Most transit networks have a schematic map showing their stops and services.
The schematics may be annotated with icons to show facilities such as step-free access, toilets or parking, or coloured lines to show service frequencies or engineering works.
These are often manually maintained by graphic designers, which adds cost and lead-time, and in practice may limit the number of variants used.
Our data driven maps solution brings these schematics to life by allowing stop icons and line colours to be dynamically updated based on spreadsheet data.
This not only simplifies the production of schematics for public use, it makes it feasible to use schematics for internal reporting and project use. For example, dashboards can show punctuality, customer satisfaction or reliability by colour coding the schematic. Projects can share implementation status by colour coding stop icons.
How does it work?
We take your existing network schematic, and convert it into a structure data format. This is the one off bit of hard work that then allows the schematics to be data driven.
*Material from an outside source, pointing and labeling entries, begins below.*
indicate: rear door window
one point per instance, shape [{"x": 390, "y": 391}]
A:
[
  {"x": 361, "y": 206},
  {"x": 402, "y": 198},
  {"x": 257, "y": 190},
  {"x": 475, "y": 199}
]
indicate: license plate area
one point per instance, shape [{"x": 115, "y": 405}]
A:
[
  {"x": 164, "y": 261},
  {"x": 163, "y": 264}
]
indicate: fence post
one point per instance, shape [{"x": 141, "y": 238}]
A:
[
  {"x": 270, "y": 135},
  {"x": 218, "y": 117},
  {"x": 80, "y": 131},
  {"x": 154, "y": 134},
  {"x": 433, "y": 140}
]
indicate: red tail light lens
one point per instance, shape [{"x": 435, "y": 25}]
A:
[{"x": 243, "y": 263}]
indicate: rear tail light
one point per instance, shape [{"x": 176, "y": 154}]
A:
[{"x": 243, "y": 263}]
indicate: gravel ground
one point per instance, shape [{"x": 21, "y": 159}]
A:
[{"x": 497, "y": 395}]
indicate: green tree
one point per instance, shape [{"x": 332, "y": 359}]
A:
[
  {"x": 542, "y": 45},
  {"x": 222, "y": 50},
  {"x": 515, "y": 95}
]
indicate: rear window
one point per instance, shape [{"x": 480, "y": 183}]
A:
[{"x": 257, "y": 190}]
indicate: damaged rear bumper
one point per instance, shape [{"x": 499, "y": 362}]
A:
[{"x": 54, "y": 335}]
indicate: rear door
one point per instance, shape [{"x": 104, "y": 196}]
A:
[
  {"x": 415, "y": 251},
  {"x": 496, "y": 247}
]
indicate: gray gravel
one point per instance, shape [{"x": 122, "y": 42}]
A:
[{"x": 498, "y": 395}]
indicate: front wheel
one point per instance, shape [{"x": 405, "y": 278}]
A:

We map the various stop icons to the stop codes/names that you use to refer to them.
For lines, we build a hierarchy of line segments, mapping these to the route numbers/names that you use (allowing for the fact that many operators have multiple route naming structures in place).
Then it's over to you!
We provide you with access to a web portal where you can upload the stop and/or route data, and generate a schematic in seconds.
Schematics are generated as high resolution vector images (SVG) which can be scaled flexibly for onscreen or print use.
From our experience with real users, we've also developed a number of power user features:
- Bulk maps - upload a spreadsheet with multiple columns (for example: punctuality, reliability, satisfaction, revenue, etc), and the system will generate a zip file currently multiple schematics, one for each column. Helpful for that periodic reporting.
- Tableau embedding (Beta) - schematics can be embedded into Tableau dashboards, and dynamically update as users select reporting criteria in Tableau.
- Custom stop labels - you can replace or annotate the stop labels, for example to show passenger numbers at each stop.
- Bespoke 'decoration' - many schematics use custom overlays from time to time, for example to show fare zones, connections with events/attractions, or simply route names. We can build these decorations into the product which can be turned on/off as required.